In his declaration, Kei says that after the transaction with HPS was closed, the debtors’ growth efforts continued to be “weakened” by the second lien noteholder group as it continued to litigate against the company, its founder and CEO, and HPS. Kei says that the group “commenced multiple lawsuits, and threatened several more, distracting management from operations,” hindering efforts to improve operations and risking “pushing LBI into a precipitous freefall bankruptcy.” Kei says that the debtors’ tightening liquidity was “exacerbated by the expense” of litigation, making it “substantially more difficult” for the company to meet its growth objectives, leading management to determine that a comprehensive restructuring was needed.

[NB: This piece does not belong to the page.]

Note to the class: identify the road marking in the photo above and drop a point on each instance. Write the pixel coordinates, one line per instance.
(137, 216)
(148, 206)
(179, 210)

In July, the debtors appointed Neal Goldman as an independent board member and formed a committee of independent directors, subsequent to which several potential strategic deleveraging transactions were examined under advisement by Weil, Gotshal & Manges LLP and Guggenheim Securities LLC, according to the declaration. Kei says that “[d]espite the absence of a global settlement,” the company “focused on constructive restructuring discussions with HPS” rather than “continuing to waste resources in a litigation war of attrition.” The discussions with the fund resulted in LBI securing a commitment from HPS pursuant to the debtors’ restructuring support agreement dated Nov. 20, which is attached to Kei’s declaration. According to Kei, the RSA provides that LBI and HPS will support the joint plan of reorganization, which is included as an attachment to the RSA.

According to the debtors’ DIP financing motion, they seek authorization to obtain DIP financing under a multiple-draw super-priority senior secured term loan facility in an aggregate principal amount not to exceed $38 million, with HPS Investment Partners as DIP agent, and seek interim authority to draw up to $10 million under the facility. The DIP facility will bear interest at a rate of LIBOR + 9% per annum with default interest at 2.5% per annum. A summary of key terms and milestones is included in the financing motion, as well as the DIP credit agreement, a declaration from Ronen Bojmel of Guggenheim and a proposed DIP budget.

A breakdown of the debtors’ proposed plan confirmation schedule is below.
 

The debtors are represented by Weil Gotshal and Richards, Layton as attorneys, Guggenheim as investment banker, Alvarez & Marsal as financial advisor and Epiq as noticing and solicitation agent.